Phalangeal dislocations are common, generally dislocate dorsally, are caused by hyperextension and axial compression, and may have associated volar plate damage. PIP volar dislocations can be irreducible secondary to rupture of the extensor tendon and herniation of the proximal phalanx through the extensor hood, requiring operative repair. MCP joint dorsal dislocations are often due to hyperextension. DIP dislocations are the rarest but can occur when an axial force is applied to the distal phalanx. Gross deformity is noted on examination, with the distal phalanx generally displaced dorsally.

FIGURE 11.49

Phalangeal Dislocation. This patient dislocated the long finger PIP joint during an altercation. The PIP joint is displaced dorsally with an obvious deformity. (Photo contributor: Cathleen M. Vossler, MD.)

FIGURE 11.50

Phalangeal Dislocation. Medial angulation of the ring finger suggests PIP dislocation. (Photo contributor: Daniel L. Savitt, MD.)

FIGURE 11.51

Volar Plate Injury. Subtle PIP swelling and ecchymosis of the long digit seen with a volar plate injury (A). Radiographs of volar plate injuries often reveal a small fragment on the volar surface of the PIP joint (B). (Photo contributor: Cathleen M. Vossler, MD.)

Management and Disposition

Digital nerve block for reduction and splinting is appropriate anesthesia for the PIP and DIP joints.

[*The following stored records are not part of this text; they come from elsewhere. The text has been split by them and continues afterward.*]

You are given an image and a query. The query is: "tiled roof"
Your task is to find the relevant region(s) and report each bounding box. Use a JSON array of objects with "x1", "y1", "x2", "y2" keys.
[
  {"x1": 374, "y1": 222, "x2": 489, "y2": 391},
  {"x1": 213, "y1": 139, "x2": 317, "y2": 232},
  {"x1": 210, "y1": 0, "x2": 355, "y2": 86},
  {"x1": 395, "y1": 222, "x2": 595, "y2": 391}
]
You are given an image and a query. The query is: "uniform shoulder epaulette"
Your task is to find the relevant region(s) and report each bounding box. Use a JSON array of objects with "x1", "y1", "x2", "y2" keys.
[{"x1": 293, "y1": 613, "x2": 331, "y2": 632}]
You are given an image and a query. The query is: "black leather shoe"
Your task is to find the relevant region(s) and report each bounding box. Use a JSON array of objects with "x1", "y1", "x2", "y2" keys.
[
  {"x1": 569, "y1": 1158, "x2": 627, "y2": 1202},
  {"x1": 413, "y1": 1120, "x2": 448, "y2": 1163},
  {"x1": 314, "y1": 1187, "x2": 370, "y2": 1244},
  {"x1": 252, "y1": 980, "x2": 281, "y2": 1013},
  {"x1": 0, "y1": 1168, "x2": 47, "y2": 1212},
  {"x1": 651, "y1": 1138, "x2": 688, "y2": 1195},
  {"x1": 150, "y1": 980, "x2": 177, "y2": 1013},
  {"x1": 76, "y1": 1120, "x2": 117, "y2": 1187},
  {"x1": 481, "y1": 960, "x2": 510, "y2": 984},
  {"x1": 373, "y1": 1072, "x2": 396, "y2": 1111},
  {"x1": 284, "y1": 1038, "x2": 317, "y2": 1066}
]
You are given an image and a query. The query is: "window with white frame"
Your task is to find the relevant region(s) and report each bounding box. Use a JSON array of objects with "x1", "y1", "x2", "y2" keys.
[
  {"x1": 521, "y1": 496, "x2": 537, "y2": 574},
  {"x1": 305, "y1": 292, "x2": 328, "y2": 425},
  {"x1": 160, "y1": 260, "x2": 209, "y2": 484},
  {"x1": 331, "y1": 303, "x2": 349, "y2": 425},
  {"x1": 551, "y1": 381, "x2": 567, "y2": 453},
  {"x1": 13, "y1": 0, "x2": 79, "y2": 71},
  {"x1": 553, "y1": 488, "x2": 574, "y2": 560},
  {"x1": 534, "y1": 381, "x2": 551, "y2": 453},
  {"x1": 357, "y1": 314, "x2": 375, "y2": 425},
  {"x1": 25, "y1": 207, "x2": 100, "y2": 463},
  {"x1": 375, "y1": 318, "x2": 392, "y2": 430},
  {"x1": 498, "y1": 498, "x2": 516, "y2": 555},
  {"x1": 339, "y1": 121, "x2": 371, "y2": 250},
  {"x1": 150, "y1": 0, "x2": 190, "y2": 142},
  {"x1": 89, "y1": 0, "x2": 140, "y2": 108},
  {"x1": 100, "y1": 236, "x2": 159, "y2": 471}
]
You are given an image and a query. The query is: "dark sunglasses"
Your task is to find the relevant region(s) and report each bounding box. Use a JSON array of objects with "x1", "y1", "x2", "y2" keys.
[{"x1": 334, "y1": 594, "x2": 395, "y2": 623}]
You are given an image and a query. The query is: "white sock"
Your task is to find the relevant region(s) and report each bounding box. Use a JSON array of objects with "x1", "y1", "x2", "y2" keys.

Ulnar, median, or radial nerve blocks are necessary for the MCP joints. Reduction of dorsal dislocations is accomplished via joint hyperextension with concurrent application of horizontal traction followed by joint flexion. Flexion at the MCP joint will facilitate reduction of interphalangeal joints. Postreduction radiographs are necessary. After closed reduction of a dorsal dislocation, the DIP joint should be splinted in slight flexion and the PIP joint in at least 20 degrees of flexion for 3 to 5 weeks, depending on the degree of ligamentous damage. Hand specialist follow-up is recommended.


  1. All joints should be tested for instability after reduction, using a digital nerve block to facilitate testing.

  2. PIP joint volar dislocation can be unstable, requiring open reduction and internal fixation. Joint dislocations with volar plate entrapment may be impossible to reduce and require surgery.